Known to be forthright yet soft-spoken, Gen Chauhan, as eastern Army Commander from September 2019 to May 2021, injected urgency in bolstering the Indian Army's overall combat readiness along the frontier with China in Arunachal Pradesh and Sikkim sectors.
As India's new Chief of Defence Staff, Gen Chauhan now faces an arduous task of implementing the ambitious theaterisation drive which is aimed at ensuring synergy among the three services and to enhance their overall combat prowess to deal with future security challenges.
Military affairs experts said his key challenge will be to build consensus among the three services for the theaterisation plan as the Indian Air Force has some apprehensions about its roll-out.
"The task ahead of him would be to prepare for joint war-fighting with the three services along with various other stakeholders both in the government and beyond the government, and on occasions also with friendly like-minded countries with similar ideologies," former Deputy Chief of Army Staff Lt Gen Subrata Saha told PTI.
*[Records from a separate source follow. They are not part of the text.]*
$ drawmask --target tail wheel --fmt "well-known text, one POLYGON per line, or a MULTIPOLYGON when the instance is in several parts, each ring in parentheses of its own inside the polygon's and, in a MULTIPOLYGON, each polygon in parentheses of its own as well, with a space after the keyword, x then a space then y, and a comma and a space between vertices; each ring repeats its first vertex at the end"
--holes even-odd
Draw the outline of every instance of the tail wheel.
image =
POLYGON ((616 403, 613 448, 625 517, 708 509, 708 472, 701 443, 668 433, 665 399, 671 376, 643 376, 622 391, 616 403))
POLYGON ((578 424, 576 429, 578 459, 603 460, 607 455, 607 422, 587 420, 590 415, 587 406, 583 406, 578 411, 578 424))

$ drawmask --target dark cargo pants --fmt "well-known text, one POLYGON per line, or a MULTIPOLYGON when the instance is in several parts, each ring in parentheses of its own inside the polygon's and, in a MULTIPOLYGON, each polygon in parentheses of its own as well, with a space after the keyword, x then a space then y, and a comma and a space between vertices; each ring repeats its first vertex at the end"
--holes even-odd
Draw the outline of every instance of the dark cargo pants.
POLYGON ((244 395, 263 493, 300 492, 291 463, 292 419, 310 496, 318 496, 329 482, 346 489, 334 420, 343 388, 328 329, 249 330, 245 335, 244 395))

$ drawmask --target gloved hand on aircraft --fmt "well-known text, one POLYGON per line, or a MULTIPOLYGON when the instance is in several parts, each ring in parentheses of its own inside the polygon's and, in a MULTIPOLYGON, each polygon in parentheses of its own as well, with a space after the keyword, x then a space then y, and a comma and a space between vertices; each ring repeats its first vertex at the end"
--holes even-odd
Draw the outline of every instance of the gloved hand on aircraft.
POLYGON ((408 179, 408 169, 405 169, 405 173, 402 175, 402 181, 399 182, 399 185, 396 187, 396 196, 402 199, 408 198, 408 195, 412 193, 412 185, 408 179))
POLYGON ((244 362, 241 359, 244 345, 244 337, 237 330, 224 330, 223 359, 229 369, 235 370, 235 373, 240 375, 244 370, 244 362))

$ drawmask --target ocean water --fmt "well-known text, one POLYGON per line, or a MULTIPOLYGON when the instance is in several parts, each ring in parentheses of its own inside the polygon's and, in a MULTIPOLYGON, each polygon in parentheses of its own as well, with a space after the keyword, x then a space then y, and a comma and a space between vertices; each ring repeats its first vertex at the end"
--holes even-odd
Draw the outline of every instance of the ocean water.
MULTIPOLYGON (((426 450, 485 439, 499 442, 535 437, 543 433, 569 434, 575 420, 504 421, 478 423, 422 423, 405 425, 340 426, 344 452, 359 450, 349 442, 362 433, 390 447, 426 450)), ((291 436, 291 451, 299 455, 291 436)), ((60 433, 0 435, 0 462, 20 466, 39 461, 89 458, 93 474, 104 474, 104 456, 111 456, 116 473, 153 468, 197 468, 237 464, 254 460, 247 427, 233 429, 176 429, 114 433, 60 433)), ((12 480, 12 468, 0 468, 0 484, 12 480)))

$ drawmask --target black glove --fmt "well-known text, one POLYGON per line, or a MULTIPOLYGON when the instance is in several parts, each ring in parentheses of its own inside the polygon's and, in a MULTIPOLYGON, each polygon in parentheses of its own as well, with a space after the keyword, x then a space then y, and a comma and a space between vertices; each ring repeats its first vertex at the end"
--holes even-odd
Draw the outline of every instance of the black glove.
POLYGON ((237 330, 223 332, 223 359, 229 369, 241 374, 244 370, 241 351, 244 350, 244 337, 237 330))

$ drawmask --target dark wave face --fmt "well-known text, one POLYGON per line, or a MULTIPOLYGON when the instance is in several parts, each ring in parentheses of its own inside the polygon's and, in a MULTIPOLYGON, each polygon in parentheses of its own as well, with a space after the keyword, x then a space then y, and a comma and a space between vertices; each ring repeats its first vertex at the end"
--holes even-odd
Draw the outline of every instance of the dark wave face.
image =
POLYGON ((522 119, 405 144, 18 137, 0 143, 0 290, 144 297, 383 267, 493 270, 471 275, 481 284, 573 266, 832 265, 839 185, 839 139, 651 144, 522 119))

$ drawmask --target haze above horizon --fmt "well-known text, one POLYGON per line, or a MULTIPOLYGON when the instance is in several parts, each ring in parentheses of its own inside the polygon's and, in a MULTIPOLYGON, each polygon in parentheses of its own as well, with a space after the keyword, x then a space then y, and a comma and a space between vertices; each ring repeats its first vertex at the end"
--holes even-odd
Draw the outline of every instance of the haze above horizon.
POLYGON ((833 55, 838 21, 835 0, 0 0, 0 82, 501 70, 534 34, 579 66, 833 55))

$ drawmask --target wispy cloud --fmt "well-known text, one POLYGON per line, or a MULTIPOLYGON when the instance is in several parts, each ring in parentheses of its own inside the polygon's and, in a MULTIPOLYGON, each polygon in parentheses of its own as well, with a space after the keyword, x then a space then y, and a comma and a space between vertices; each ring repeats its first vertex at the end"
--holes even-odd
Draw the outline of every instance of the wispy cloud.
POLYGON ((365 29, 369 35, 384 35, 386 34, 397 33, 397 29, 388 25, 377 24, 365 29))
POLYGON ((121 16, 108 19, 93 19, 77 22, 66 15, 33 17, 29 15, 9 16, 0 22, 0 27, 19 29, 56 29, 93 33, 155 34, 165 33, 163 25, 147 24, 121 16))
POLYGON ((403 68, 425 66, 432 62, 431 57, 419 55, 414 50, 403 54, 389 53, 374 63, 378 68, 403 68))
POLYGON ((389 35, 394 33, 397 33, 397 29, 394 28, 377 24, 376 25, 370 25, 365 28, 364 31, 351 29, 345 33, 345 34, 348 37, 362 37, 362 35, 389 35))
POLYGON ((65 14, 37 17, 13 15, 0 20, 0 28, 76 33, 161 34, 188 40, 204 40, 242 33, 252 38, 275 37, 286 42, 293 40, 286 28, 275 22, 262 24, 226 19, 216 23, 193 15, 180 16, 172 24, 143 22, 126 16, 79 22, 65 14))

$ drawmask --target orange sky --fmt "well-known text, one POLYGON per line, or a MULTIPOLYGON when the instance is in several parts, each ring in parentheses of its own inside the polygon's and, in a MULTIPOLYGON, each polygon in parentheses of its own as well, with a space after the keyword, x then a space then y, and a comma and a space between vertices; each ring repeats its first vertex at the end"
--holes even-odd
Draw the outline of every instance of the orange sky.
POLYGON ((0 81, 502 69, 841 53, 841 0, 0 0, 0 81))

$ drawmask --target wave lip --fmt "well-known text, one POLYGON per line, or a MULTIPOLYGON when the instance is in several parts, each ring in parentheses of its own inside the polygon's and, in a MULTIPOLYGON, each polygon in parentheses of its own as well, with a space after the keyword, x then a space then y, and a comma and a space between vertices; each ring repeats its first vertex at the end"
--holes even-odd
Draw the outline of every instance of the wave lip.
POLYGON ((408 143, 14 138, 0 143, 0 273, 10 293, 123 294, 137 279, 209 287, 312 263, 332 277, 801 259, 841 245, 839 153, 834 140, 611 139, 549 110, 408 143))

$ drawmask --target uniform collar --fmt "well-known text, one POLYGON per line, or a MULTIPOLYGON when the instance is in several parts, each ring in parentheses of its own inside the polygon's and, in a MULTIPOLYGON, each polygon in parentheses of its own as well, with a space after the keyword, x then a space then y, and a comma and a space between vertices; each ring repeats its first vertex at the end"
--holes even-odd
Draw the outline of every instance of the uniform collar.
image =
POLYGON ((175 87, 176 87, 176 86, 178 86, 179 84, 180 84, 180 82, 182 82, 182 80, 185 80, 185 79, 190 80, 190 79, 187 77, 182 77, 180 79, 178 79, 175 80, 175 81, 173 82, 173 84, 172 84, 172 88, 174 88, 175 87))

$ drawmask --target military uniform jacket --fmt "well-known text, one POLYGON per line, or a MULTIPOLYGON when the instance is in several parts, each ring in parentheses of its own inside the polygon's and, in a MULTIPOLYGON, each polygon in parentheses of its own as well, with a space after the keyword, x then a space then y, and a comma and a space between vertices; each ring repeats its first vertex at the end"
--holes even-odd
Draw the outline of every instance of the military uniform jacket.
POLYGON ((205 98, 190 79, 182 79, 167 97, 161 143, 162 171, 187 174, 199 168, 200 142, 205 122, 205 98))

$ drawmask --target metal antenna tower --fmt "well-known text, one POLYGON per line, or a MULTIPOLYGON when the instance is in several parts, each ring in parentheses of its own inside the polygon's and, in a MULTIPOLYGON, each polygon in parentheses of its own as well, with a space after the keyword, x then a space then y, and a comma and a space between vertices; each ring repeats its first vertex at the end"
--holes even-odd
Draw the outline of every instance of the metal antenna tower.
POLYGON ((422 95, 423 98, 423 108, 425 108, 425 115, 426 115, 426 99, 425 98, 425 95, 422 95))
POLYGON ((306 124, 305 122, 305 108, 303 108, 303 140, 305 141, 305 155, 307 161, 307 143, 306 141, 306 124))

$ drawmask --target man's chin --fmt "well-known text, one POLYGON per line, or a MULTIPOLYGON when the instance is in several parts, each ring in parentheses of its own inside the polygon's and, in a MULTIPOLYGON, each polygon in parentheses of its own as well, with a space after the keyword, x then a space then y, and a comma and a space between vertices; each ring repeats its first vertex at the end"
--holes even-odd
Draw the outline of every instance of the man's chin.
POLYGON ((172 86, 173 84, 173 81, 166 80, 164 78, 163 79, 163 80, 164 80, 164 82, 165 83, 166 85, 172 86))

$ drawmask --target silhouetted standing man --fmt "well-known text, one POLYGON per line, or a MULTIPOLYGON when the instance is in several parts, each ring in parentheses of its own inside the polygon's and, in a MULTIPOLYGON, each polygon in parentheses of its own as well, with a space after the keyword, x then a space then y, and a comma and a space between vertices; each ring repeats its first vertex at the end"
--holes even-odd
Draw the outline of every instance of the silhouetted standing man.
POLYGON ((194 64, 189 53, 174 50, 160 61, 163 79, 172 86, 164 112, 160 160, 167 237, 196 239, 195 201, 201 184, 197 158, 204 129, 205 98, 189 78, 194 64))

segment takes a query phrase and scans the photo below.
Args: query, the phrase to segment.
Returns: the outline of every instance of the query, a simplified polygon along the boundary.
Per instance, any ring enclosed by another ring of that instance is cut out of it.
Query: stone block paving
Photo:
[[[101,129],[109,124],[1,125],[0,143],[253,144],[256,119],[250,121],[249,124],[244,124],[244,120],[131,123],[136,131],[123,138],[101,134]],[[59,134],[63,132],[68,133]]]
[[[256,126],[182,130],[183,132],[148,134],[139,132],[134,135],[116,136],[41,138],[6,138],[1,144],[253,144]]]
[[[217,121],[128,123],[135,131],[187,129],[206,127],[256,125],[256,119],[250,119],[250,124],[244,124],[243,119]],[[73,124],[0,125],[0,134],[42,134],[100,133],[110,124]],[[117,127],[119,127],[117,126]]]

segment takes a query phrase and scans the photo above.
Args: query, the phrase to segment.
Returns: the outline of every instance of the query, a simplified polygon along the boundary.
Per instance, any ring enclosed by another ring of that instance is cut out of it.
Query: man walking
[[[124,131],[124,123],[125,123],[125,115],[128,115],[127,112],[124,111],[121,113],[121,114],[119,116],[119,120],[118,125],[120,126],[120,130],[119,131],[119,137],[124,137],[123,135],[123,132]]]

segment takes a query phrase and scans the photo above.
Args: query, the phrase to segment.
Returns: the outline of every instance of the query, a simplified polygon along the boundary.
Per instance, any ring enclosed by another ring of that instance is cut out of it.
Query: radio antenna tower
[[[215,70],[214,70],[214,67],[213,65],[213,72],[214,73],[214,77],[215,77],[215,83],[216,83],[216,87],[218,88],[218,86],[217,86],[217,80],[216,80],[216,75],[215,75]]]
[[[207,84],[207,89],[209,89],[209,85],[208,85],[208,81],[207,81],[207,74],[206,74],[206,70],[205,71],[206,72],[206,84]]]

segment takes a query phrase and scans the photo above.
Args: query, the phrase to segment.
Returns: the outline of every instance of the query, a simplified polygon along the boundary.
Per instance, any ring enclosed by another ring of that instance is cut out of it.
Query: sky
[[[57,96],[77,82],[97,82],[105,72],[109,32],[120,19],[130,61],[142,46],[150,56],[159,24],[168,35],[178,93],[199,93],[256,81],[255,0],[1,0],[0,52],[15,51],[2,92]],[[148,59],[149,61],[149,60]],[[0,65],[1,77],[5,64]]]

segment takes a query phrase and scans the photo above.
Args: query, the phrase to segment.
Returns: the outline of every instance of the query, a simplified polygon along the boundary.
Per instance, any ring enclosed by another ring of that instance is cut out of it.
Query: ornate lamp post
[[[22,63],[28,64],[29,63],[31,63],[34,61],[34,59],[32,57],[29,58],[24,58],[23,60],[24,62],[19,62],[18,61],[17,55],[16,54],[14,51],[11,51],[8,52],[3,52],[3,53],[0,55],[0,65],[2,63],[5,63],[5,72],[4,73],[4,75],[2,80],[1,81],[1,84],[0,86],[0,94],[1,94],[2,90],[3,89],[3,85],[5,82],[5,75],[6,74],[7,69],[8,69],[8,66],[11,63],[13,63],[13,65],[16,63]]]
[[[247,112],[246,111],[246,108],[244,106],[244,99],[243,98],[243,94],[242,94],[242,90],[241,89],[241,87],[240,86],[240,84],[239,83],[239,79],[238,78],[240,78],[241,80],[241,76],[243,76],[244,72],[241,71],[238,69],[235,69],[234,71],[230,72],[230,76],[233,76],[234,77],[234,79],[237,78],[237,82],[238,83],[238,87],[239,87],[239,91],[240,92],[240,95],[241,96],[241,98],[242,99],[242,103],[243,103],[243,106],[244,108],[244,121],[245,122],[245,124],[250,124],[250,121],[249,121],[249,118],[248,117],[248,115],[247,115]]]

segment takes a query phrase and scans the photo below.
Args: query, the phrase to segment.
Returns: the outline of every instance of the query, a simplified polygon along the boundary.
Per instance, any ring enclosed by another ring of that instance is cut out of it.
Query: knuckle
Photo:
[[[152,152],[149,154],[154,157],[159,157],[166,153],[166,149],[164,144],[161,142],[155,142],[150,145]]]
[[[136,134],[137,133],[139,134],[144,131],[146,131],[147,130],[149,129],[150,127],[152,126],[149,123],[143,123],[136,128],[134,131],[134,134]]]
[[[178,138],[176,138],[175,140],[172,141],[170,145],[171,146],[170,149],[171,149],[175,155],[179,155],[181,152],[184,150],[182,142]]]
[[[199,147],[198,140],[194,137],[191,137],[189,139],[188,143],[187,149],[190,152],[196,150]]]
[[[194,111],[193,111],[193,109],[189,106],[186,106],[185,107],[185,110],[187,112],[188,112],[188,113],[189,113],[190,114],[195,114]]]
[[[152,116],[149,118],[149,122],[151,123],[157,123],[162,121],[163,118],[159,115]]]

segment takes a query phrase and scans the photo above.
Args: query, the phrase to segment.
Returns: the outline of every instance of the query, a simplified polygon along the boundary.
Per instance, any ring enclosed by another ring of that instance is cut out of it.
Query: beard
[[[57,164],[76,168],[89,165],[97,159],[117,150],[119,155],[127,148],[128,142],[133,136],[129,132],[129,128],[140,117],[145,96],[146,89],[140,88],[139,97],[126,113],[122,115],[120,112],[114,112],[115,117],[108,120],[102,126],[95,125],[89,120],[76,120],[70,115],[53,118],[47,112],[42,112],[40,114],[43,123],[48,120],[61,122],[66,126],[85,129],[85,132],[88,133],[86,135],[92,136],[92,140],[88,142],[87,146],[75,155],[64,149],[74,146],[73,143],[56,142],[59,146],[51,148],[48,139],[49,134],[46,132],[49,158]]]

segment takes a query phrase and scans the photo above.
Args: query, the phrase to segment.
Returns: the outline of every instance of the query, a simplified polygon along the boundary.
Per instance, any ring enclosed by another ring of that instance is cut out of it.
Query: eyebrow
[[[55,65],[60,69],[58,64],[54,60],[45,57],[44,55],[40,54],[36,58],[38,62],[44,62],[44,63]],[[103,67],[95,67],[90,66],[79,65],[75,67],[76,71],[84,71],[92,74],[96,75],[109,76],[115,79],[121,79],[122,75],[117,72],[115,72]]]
Another retired Army commander described Gen Chauhan as a "fine military" mind who has deep understanding of how to transform the armed forces to deal with the myriad security challenges facing the nation in the future.
"He is polite and collaborative and was popular with his subordinates and peers alike," the commander said.
He said Gen Chauhan contributed significantly in framing the broad military policy in dealing with an aggressive Chinese People's Liberation Army along the nearly 3,500-km-long Line of Actual Control.
On Wednesday, the government announced appointing Gen Chauhan as the new Chief of Defence Staff, more than nine months after the post fell vacant following the death of Gen Bipin Rawat in a helicopter crash.
Gen Chauhan was the Director General of Military Operations (DGMO) when Indian fighter jets pounded a Jaish-e-Mohammad terrorist training camp deep inside Pakistan's Balakot in February 2019.
He was known to have provided key inputs for the operation.
He retired from service in May last year in the rank of Lt General, but assumed the rank of the four-star General after taking charge as India's second Chief of Defence Staff on Friday.
Born on May 18, 1961, Gen Chauhan was commissioned into the 11 Gorkha Rifles of the Indian Army in 1981.
In a career spanning over nearly 40 years, Gen Chauhan held several command, staff and instrumental appointments and had extensive experience in counter-insurgency operations in Jammu and Kashmir and North-East India.
Gen Chauhan retired from the service in May last year when he was serving as the eastern Army Commander.
The officer is an alumnus of the National Defence Academy, Khadakwasla and Indian Military Academy, Dehradun.
In the rank of Maj General, the officer had commanded an Infantry Division in the critical Baramulla sector in the Northern Command.
Later, he commanded a corps in the North East and subsequently went to become the General Officer Commanding-in-Chief of the Eastern Command.
In addition to these command appointments, the officer also tenanted important staff appointments including the charge of Director General of Military Operations.
Earlier, the officer had also served on a United Nations mission to Angola.
For his distinguished and illustrious service in the Army, he was awarded the Param Vishisht Seva Medal, Uttam Yudh Seva Medal, Ati Vishisht Seva Medal, Sena Medal and Vishisht Seva Medal.
In June, the government amended rules paving the way for appointment of any serving or retired Lt General, Air Marshal and Vice Admiral under the age of 62 to the post of Chief of Defence Staff (CDS).
The change in rules allowed three-star officers to become the CDS along with serving chiefs of the three services.
However, the age limit of 62 years for officers to be considered for the post of CDS ruled out a number of officers.
While the age-limit for the three Service Chiefs is 62 years of age or three years of service, whichever is earlier, the age limit for the CDS is 65 years of age with no fixed tenure defined.